Saturday, April 20, 2013

"The Feelings Immediately Consequent Upon Stating the Case": Conduct in the Regency Applied to All

This portrait by G. M. Woodward (Curtesy 1797) is actually two images on a single plate, satirizing with some remarkable detail the extent complexity of the manners and politeness that most people were expected to know. The top shows two men bowing to one another at a prescribed angle to indicate their social statues in reference to each other. The bottom shows similar rules for the curtseys of the women and their social relationship. The precise angles of the bows and curtseys may or may not be recorded as numbers within the drawing itself, but the satire of manners shown here is made plain by the lines and facial expressions of the characters. Even in the Regency people knew that standards of conduct were so outrageous and complex that they made fun of them with works of art such as this. 

  

And yet, while we think of the standards of conduct in the Regency being especially hard on women, historical documents such as John Akin's Letters From a Father to his Son concerning a multitude of topics also addressed proper conduct not just for women or for men but for all people.

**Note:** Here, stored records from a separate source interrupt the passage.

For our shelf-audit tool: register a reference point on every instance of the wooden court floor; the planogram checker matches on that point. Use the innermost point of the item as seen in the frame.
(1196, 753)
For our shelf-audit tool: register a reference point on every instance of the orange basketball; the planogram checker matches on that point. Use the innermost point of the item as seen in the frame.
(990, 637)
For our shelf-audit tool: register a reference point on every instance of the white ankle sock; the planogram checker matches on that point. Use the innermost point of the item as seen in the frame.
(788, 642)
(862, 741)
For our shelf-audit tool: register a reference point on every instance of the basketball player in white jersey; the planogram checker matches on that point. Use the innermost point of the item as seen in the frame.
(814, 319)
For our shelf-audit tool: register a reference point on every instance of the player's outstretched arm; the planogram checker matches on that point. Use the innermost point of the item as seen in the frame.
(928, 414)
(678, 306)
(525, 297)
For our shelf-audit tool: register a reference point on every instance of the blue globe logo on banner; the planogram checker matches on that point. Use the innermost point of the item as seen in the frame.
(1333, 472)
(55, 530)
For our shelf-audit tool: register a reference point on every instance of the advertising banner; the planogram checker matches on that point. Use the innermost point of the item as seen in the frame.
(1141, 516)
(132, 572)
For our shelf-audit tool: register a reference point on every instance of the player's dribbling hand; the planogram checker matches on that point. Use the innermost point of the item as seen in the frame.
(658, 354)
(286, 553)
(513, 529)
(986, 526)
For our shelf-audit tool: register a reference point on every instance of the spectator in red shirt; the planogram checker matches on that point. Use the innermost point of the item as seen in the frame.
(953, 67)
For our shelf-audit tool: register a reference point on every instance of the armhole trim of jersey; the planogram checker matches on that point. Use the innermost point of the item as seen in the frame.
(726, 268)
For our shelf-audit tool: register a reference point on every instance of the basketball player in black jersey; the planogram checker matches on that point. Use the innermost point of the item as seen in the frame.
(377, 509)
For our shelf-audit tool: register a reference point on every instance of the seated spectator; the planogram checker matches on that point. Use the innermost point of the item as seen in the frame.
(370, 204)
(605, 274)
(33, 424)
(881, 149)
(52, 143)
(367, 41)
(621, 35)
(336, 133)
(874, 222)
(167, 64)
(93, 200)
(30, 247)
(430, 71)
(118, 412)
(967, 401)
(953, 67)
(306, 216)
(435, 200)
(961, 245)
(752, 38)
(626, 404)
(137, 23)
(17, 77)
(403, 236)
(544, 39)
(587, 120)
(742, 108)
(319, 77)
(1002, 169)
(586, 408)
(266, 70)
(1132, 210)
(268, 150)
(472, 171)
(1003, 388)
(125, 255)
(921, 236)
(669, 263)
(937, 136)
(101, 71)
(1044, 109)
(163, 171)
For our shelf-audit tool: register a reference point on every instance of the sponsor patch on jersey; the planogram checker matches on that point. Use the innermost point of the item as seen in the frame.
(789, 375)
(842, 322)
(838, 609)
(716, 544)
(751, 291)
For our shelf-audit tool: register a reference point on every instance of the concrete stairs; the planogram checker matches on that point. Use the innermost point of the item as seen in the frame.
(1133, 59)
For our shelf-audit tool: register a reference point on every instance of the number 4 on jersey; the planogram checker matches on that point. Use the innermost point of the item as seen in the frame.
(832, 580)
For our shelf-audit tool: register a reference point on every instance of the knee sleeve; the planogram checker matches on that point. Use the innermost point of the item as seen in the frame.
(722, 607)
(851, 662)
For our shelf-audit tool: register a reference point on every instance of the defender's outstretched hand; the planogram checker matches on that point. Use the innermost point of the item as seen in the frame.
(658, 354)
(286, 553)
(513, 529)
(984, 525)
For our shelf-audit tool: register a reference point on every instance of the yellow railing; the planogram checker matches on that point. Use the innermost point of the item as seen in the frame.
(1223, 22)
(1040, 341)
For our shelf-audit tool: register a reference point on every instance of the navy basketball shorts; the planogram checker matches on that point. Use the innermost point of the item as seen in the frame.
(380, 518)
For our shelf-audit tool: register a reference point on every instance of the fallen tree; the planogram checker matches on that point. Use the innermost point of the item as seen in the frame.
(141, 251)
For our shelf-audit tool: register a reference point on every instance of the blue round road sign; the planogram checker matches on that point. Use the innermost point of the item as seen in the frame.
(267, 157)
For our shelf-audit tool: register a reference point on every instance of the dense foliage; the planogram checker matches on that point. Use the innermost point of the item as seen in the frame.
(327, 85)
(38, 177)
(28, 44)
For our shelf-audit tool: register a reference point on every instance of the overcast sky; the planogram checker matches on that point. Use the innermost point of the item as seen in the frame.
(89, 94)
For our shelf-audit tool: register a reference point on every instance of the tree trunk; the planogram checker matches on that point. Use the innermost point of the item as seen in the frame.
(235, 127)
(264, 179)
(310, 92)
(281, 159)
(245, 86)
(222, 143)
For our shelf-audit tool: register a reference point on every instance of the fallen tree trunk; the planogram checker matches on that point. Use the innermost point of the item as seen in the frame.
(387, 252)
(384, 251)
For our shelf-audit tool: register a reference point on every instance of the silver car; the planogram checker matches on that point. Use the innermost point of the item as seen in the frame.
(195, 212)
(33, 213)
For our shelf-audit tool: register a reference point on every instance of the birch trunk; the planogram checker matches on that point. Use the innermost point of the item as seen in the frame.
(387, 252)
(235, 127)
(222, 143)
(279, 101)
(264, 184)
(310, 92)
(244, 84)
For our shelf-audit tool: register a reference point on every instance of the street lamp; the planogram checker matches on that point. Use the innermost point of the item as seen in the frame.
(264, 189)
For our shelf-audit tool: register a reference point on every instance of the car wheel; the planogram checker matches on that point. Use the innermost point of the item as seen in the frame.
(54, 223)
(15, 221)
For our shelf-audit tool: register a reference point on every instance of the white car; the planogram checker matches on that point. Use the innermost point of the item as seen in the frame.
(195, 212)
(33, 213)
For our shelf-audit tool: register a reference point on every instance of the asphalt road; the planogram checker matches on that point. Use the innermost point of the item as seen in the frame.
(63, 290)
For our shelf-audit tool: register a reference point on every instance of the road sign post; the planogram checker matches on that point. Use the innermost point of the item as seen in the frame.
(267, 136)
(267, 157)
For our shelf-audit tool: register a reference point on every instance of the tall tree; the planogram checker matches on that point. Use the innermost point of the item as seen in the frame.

Akin assumes that when young people are keen on receiving the truth and accurately perceiving what is placed before them, "a question of moral conduct is almost always best decided by the feelings immediately consequent upon stating the case" (235). This means that when someone is accurately perceiving what is before them, they can be trusted to allow their feelings to determine the best course of behavior. Perception of what is before them is readily available among the characters of Pride and Prejudice, such as soon after Lydia's wedding when Jane attempts to make herself and others believe that she has no desire to see Mr Bingley when he arrives and that it makes no difference to her. "In spite of what her sister declared, and really believed to be her feelings, in the expectation of his arrival, Elizabeth could easily perceive that her spirits were affected by it. They were more disturbed, more unequal, than she had often seen them" (Austen 373). Jane later confides in Elizabeth, and all the while Mrs. Bennet and Mr. Bennet are arguing on the etiquette of whether or not Mr. Bingley should be coming to visit and whether they should wait on him at all. Elizabeth does her best to console her sister but when Mr. Bingley arrives and she sees that he's brought Mr. Darcy with him, she and Jane face the same predicament together and behave much the same way. It is because their perception of the situation is forming their decisions and actions that they do what they do. They are behaving in a way that reflects the Regency's belief that a person's perception of truth will tell them how to act in any given circumstance.